13

¿DÓNDE está mamá?

Mike abrió los ojos y parpadeó para volver en sí. Sanna estaba en pijama junto a la cama. Mike se volvió y vio que el lado de Ylva estaba intacto. Allí no había dormido nadie.

—No lo sé, cariño. ¿Qué hora es?

Estiró el brazo para coger el despertador.

—Las ocho y cero siete —leyó Sanna subiéndose a la cama de un salto—. ¿Mamá no ha vuelto a casa?

—No lo sé, parece que no. Se habrá quedado a dormir en casa de alguna amiga. A lo mejor se les hizo tarde y no pudo conseguir un taxi.

—¿No la vas a llamar?

—Ahora mismo no creo. Si se le hizo tarde lo más probable es que esté durmiendo.

—¿Y si no está durmiendo?

Era justo lo que Mike estaba tratando de no pensar, pero su cerebro no le hacía caso y de pronto vio la imagen de Ylva, vestida con la ropa de fiesta de la noche anterior, caminando desde la parada del autobús con los zapatos de tacón en la mano.

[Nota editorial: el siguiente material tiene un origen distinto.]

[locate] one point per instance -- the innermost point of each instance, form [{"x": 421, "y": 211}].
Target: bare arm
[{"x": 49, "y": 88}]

Se quedaba de pie en el umbral de la puerta, dejaba caer avergonzada la mirada un segundo y luego reunía valor para decirle: «Mike, tenemos que hablar».

Exactamente así, a pesar de que ni se había puesto ropa de fiesta ni zapatos de tacón.

Mike se incorporó.

—Seguro que está durmiendo. ¿Tienes hambre?

Sanna asintió de forma exagerada al mismo tiempo que bajaba de la cama de un brinco.

—¡Smacks!

—Vale, Smacks. Pero tienes que comerte una tostada también.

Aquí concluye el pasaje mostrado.